If the Bible was a "Catholic Book", then why do we have so many conversion testimonies to Protestant Christianity as a result of directly reading the Bible? Why is it that people usually convert to Roman Catholicism because of having poorly developed theology, emotional distress, attractions to the beauty of Catholic Churches, wanting a marital partner of the opposite sex, or indifference to spirituality? How are such conversions any different than conversions to Islam or Mormonism? If the Bible was a "Catholic book", then why are there so many reputable non-Catholic church historians and Bible scholars?
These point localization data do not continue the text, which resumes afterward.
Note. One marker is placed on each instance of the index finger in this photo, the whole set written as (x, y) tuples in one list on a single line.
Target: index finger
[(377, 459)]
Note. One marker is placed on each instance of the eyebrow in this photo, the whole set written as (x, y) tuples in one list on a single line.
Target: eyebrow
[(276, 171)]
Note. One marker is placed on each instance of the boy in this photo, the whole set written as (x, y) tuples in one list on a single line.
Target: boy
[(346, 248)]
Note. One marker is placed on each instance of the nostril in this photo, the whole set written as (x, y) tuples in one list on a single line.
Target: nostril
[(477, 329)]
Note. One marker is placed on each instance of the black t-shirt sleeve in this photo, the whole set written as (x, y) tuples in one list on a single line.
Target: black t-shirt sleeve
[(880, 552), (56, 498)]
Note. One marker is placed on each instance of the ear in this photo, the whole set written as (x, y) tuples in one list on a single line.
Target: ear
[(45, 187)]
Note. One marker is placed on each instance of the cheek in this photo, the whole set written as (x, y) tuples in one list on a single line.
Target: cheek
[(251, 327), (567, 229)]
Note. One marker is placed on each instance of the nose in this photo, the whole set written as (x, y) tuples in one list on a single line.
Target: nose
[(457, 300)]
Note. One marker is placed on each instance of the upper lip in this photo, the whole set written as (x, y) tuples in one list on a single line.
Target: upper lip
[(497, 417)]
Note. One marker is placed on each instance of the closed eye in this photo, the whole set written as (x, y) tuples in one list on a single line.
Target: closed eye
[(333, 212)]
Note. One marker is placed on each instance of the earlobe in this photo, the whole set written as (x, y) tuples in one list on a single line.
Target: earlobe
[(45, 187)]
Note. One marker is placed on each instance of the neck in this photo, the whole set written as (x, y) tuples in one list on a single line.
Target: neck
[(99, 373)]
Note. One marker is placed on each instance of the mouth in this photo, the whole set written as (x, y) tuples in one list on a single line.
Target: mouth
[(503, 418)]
If the Bible was a "Catholic Book", then why do Catholic apologists usually cite uninspired writings from much later centuries to establish the validity of their unbiblical doctrines? Surely, the Roman Catholics would be pointing us directly to the Scriptures to substantiate their doctrines, if they themselves were confident of their doctrines being biblical! Neither would the Pope be making such a big fuss over the issue of "private interpretation", if the Catholic hierarchy had nothing to hide from its members. Furthermore, it is a circular appeal to use the Bible to prove the church and the church to prove the Bible.

Glenn E. Chatfield said...

We haven't even gotten to the Catholic Church yet! That is upcoming.

Anonymous said...

Glenn,
I do not always agree with everything you post (most of it I do, but a few things I don´t), but this was very good and thank you, brother.